Simplified Maillard Reaction

Good quality piglet feeds are habitually rich in protein, lactose and occasionally table sugar (sucrose) and dextrose. Lysine from protein or as added in crystalline form and reducing sugars (such as those described above), can combine under the right conditions of heat and humidity and form indigestible compounds. Thus, most piglet feeds contain higher dosages of this lysine to safeguard against projected losses because of pelleting and storage.
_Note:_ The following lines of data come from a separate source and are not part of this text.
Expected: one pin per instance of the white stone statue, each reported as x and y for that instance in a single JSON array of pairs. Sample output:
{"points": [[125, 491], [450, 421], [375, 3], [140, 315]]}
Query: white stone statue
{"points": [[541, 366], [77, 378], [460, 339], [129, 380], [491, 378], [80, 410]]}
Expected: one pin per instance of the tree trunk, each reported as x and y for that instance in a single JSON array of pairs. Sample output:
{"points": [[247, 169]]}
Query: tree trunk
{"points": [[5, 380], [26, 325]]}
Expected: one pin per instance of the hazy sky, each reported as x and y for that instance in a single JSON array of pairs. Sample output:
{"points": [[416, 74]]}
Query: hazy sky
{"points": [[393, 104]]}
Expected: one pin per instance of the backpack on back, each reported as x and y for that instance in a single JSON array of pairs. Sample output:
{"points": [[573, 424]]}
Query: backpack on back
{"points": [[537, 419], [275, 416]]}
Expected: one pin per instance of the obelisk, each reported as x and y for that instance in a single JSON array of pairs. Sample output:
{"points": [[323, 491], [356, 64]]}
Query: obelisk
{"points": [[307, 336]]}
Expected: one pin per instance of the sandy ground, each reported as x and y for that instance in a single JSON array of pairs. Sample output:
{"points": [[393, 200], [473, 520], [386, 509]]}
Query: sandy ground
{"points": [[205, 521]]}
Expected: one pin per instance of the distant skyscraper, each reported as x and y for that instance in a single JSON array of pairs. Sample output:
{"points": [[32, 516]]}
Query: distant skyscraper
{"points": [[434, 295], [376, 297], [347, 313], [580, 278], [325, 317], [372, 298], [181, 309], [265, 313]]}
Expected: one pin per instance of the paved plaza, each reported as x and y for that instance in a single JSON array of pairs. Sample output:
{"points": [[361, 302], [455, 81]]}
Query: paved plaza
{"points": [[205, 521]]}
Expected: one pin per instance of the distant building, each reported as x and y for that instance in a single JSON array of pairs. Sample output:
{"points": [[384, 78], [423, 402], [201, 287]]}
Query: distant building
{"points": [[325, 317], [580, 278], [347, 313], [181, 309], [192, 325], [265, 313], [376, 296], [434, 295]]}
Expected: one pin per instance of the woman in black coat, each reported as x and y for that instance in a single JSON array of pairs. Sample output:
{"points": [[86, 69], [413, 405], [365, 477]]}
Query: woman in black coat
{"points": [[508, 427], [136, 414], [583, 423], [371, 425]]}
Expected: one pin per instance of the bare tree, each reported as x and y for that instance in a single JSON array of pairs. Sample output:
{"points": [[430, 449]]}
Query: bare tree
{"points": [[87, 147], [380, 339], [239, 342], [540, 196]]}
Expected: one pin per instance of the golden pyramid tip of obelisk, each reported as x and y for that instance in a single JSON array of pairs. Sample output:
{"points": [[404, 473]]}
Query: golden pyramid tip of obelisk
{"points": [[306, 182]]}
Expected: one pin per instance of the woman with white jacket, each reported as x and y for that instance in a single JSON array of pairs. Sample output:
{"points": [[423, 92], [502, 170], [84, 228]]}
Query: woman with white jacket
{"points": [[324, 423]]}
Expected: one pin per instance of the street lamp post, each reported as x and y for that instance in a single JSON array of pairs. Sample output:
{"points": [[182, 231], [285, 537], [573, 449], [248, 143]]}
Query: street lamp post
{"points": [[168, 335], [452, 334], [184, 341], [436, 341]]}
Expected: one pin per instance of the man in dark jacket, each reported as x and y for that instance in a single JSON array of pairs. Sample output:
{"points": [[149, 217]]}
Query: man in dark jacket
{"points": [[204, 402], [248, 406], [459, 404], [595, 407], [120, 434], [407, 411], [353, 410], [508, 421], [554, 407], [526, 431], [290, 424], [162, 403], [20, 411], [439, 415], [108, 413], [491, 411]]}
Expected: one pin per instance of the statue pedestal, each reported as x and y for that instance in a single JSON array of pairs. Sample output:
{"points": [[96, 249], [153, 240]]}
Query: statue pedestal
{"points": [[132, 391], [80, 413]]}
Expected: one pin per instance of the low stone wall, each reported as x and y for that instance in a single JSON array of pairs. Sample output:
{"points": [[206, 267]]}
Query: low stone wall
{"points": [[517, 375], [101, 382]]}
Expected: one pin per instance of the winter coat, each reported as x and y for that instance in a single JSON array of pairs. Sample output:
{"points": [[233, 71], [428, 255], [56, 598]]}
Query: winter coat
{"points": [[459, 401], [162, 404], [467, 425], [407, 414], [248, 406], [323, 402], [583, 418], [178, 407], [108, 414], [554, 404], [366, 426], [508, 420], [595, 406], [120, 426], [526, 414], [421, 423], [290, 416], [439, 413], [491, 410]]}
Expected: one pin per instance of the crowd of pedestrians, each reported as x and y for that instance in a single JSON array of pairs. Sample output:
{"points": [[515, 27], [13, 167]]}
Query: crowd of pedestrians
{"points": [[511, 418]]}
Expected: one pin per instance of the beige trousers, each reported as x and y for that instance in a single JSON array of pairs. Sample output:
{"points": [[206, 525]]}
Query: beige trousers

In general, when amino acids are heated under humidity a chemical reaction called “the Maillard reaction” takes place. This involves the binding of free amino groups (such as those in crystalline lysine, which in contrast to other amino acids lysine contains two such groups) to reducing sugars (as those from lactose and sucrose/dextrose). This “browning” reaction occurs even at normal room temperatures, but at a very slow rate. However, when browning is excessive (during improper pelleting conditions, for example) or it is out of control (during prolonged storage at high temperatures and humidity), then protein quality is invariably reduced.

A prolonged storage of heat sensitive material that have already been affected by this problem, initiates a second cycle of Maillard reaction. This is of paramount importance in nursery feed management, because the conditions in commercial nursery facilities are extremely favorable for the Maillard reaction. Residual feed moisture also affects the extent of the Maillard reaction during storage. For example, a 10 percent moisture level in milk powder stored for 10 weeks during summer resulted in 20 percent loss of lysine bioavailability. Or, as it was demonstrated in another study, 10 percent of total lysine was destroyed when piglet feed was stored inside a typical nursery room for only 7 days!

In addition, the adverse effects of the Maillard reaction have been demonstrated in many other feed ingredients such as soybean meal, fish meal, dried whey, canola meal and peanut meal. Although crystalline lysine is the most sensitive amino acid, the same problem exists (but to a lesser degree) for the rest of the crystalline amino acids added in piglet feeds. So, this is a serious problem affecting many ingredients when heated under humid conditions.